Sur leur premier album en trio, Genesis visait à être plus concis – en partie parce qu’ils sentaient qu’ils avaient déjà fait assez d’épopées, en partie pour insérer plus de chansons sur une liste de pistes. Un exemple est « Burning Rope » mélodique et lourd au clavier de Banks, qui était à l’origine un morceau plus long et plus complexe – dans le sens de « One for the Vine » de Wind & Wuthering – avant de le réduire. «J’ai décidé de l’abréger et de ne pas en faire une chose aussi longue», a-t-il déclaré dans une interview pour la réédition 2007 des Trois. C’est le meilleur des deux mondes: un peu plus digeste pour les fans de pop, toujours plein de nombreux rebondissements musicaux.

« L’homme de notre temps »
De: Duke (1980)

C’est bizarre que Genesis n’ait jamais joué « Man of Our Times » lors de la tournée Duke.
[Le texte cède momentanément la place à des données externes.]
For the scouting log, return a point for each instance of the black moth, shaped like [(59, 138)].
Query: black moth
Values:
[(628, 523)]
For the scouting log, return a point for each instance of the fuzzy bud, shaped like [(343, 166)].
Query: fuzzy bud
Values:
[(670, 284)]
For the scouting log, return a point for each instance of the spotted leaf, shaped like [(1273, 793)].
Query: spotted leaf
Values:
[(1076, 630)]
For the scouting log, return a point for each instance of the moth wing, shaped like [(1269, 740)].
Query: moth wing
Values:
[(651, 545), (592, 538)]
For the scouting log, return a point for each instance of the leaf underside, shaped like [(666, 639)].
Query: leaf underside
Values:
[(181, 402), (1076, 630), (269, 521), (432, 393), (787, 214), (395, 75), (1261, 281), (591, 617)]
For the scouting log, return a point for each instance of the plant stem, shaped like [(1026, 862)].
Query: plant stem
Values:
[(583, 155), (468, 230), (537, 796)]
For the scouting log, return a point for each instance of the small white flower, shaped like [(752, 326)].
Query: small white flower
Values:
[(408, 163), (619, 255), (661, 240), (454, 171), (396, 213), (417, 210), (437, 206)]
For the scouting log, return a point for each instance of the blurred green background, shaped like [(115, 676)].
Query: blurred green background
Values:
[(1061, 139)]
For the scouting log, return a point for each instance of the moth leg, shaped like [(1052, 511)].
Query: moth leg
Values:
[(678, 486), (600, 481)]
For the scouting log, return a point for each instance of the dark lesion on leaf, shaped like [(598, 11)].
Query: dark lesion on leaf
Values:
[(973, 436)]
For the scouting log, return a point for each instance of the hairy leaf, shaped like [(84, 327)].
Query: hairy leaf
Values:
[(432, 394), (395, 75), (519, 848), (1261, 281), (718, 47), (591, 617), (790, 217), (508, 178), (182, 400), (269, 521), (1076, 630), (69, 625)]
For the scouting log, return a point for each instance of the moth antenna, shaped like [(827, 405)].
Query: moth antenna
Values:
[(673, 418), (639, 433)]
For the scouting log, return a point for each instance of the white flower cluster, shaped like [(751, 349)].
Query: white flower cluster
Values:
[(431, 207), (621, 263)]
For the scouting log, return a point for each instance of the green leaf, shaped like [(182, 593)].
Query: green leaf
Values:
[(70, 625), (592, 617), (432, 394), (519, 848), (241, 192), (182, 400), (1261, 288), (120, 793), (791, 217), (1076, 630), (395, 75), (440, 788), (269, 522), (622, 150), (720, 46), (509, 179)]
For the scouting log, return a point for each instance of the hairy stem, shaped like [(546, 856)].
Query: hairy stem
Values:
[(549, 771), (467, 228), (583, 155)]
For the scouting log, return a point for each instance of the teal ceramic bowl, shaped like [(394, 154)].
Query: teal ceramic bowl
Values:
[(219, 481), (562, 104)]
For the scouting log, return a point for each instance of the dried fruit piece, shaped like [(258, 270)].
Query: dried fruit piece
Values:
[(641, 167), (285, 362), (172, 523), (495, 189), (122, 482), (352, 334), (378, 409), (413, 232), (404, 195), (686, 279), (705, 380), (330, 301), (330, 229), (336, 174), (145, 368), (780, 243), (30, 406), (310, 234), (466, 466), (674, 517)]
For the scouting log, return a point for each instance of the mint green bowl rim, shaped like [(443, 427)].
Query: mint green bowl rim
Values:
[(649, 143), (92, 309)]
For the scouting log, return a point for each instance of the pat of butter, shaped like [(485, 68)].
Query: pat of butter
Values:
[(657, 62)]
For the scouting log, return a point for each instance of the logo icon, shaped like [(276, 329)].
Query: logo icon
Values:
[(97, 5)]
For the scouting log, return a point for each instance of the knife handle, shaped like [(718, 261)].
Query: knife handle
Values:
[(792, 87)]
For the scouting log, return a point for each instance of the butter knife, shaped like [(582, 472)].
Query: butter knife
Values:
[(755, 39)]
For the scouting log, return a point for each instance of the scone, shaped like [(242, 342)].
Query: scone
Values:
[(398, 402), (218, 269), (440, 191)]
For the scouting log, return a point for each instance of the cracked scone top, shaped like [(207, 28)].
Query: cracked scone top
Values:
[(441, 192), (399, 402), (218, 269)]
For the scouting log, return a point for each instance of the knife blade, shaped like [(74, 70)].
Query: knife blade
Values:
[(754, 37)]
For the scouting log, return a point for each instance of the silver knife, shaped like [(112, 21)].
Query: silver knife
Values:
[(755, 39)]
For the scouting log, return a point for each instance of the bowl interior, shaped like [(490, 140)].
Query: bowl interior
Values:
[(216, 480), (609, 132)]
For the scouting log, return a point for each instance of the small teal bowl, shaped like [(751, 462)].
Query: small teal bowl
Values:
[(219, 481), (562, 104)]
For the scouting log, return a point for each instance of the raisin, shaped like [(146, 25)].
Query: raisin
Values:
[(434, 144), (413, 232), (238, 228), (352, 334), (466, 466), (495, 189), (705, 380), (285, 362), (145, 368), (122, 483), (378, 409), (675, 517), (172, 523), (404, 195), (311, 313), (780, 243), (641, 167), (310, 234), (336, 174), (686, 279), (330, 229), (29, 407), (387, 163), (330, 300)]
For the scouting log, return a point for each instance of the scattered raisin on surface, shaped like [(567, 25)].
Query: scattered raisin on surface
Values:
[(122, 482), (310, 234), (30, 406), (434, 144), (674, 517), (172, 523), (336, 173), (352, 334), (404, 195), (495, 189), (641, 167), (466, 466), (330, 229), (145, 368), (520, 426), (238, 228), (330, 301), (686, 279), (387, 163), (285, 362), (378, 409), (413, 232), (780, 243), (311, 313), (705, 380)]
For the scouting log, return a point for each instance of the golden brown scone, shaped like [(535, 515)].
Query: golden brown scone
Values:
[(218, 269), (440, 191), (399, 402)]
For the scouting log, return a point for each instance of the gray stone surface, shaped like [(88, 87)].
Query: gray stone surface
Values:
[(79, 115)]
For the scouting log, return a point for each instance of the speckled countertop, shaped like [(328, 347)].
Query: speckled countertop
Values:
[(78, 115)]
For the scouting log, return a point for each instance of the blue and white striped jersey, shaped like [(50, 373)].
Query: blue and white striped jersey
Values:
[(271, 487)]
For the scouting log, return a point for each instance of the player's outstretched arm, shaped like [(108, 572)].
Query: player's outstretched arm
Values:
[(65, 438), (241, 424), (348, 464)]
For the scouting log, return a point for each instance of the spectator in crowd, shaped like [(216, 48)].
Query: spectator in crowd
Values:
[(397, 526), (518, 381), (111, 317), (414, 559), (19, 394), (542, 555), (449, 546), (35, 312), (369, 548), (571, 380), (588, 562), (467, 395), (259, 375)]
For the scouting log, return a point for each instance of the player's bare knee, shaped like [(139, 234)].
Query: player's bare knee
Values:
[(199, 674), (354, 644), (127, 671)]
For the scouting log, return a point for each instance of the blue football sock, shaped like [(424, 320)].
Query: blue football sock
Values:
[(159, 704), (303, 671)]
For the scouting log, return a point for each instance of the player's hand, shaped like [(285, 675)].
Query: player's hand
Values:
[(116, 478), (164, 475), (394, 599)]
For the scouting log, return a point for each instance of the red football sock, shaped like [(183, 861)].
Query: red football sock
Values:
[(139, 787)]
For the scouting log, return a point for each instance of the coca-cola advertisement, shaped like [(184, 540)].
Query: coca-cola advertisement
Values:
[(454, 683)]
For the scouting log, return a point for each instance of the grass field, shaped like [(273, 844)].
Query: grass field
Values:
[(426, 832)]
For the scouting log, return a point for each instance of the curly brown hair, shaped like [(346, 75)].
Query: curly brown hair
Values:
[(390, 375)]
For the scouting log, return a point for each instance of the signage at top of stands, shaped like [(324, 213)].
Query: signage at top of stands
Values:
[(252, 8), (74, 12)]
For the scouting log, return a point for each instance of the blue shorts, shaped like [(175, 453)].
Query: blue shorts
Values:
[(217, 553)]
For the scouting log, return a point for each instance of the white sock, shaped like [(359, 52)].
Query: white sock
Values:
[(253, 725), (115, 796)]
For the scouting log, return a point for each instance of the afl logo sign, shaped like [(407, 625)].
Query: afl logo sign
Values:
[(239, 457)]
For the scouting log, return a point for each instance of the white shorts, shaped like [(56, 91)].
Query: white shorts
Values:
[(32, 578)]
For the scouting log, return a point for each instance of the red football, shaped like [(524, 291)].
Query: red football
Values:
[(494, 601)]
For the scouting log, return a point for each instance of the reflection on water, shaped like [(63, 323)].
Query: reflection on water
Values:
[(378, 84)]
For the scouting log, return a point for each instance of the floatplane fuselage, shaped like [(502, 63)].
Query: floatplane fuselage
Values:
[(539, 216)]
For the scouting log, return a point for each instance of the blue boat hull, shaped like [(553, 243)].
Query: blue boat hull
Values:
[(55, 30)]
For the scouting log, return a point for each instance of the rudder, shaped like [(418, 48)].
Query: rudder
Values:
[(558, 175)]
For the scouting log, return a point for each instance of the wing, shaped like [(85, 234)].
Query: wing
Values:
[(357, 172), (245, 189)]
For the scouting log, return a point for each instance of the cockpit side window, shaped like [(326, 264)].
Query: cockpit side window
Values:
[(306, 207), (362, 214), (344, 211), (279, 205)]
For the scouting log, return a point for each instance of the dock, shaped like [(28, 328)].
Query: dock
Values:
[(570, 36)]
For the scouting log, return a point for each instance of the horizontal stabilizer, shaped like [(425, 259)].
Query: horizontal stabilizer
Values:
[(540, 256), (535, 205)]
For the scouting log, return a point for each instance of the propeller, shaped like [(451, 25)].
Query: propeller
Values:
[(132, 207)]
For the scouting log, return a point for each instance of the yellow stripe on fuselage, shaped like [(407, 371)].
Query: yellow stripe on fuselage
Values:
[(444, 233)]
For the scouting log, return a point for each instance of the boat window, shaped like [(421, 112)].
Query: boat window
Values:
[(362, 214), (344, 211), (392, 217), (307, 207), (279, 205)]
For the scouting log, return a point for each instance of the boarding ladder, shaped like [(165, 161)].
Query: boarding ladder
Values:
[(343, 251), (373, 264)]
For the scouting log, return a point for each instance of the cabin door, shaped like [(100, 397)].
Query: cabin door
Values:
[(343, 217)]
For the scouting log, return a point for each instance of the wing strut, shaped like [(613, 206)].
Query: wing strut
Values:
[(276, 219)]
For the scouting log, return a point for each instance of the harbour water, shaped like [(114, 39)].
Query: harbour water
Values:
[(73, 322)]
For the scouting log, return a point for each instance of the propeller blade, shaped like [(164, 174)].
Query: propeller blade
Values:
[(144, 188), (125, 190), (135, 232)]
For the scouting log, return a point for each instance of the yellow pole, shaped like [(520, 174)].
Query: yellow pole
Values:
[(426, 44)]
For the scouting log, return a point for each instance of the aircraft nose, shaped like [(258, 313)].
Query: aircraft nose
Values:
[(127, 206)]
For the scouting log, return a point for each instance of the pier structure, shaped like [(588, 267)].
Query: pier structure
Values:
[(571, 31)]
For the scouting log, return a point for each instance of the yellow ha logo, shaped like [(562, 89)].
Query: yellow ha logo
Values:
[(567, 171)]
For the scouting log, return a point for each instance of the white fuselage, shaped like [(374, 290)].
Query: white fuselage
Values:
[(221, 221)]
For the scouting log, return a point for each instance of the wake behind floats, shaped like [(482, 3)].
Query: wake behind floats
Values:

La chanson a apparemment été conçue pour exploser encore plus sur scène, tirant l’essentiel de son intensité de la batterie primitive de Collins, de la guitare électrique claire et sonnante de Rutherford et d’une série de notes aiguës ceinturées sur les refrains, qui se composent uniquement du titre et de quelques « oh oh « est jeté pour faire bonne mesure.

« Un autre disque »
De: Abacab (1981)

Pourquoi « Another Record », l’album soul et cyclique plus proche? « Parce que tu sais que tu aimes ça. » (De plus, si vous choisissez la bizarrerie lancinante de New Wave « Who Dunnit? », Vous êtes simplement difficile exprès, un peu comme Genesis l’était sur cette chanson.) Ils n’ont jamais joué « Another Record » en direct, ce qui est dommage – Collins La partie de batterie trompeusement délicate et le crochet de piano de Banks auraient pu sonner encore plus avec leur groupe live complet. Mais c’est quand même une petite chanson charmante – un proche souvent ignoré d’un LP sous-estimé.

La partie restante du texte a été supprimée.